Coming out to more people and being open about my experiences has helped me work through my fears, helped me know how irrational many of them are. I’ve had to directly experience that my reality has changed a lot since I was younger and that being a butch woman doesn’t have to mean being under attack all the time. I’ve had to realize how much I’ve grown since I was a teenager, that I have way more skills and resources now to deal with whatever actual difficulties I still face as a butch dyke. Other women have been with me throughout this process, particularly other detransitioned women, dysphoric women and lesbians, helping me along, helping me get through the hard parts a little quicker and easier.

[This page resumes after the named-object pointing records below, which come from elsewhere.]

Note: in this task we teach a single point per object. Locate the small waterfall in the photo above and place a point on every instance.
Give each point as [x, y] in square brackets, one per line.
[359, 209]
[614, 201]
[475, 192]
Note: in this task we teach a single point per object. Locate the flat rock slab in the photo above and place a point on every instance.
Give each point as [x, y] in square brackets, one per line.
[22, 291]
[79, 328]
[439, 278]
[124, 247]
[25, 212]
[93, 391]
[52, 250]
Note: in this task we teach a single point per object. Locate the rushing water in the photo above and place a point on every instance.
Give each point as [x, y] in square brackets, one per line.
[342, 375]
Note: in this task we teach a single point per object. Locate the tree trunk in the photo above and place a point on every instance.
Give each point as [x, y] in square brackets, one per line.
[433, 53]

I had known some butch lesbians around my age when I was growing up but I didn’t start meeting many older butch women until after I detransitioned. Meeting them has been healing beyond words. It’s been so important for me to know and connect with older butch dykes, listen to them talk about their lives and find out that they’re as eager to learn about my life as I am to learn about theirs. It’s also been good to connect with lesbians who are around my own age and younger. Finding out that I am far from the only woman who’s felt what I’ve felt or lived through what I’ve experienced has helped a lot.

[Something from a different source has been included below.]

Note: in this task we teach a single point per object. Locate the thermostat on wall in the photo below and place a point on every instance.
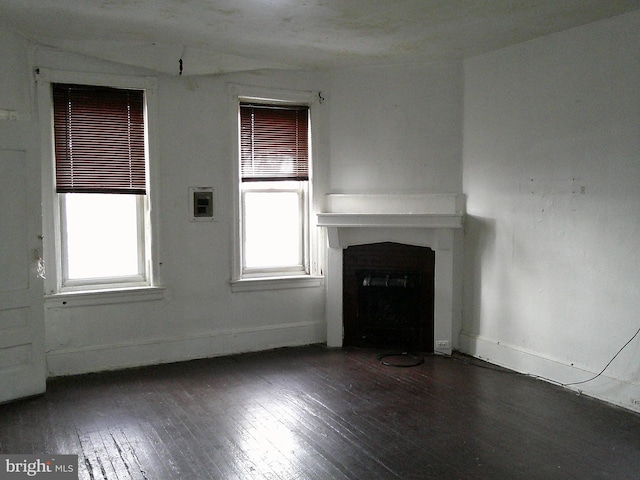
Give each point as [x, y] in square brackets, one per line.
[201, 204]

The voices of detransitioned lesbians and lesbians who’ve struggled with gender dysphoria or pressure to transition need to be amplified and made more widely available. Many people who question their gender and wonder whether they should transition tend to be very thoughtful and introspective. They’re driven to find out who they are and what’s the best course of action for them to take. But if they only encounter certain stories and limited information, they might not know all their options and possibilities. I know many detransitioned women who wished they had known more before they’d transitioned. Many, for instance, wish they had known that some butch women experience gender dysphoria and question whether they’re really women. They wish they had known that some lesbians struggle with feeling out of place in their female bodies but find ways to accept and embrace them. They only found this out after transitioning and while this information still helped, if they’d found it sooner it would have spared them unnecessary difficulties and suffering. I know even more women who considered transitioning but decided that wasn’t what they needed after they read about detransitioned and dysphoric women. What they read helped them clarify and reflect on their own situation. They realized on their own that transitioning wasn’t going to solve their problems and they were better off learning how to accept themselves as women. In both cases, gaining access to more information ended up helping these women figure out who they are and what they need.

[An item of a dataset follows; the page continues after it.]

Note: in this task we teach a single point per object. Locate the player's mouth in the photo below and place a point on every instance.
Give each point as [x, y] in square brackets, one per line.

I talk about the social forces that lead me and other women to transition so that these forces can be more easily recognized and resisted. What I lived through motivates me to create what my younger self needed, to help younger lesbians find the support they need to accept and treasure themselves. I want to create a world where all lesbians can live openly and freely and none of us have to deny who we are or pass as something we’re not to survive.
Thank you all for listening and I hope you’re doing well. Take care.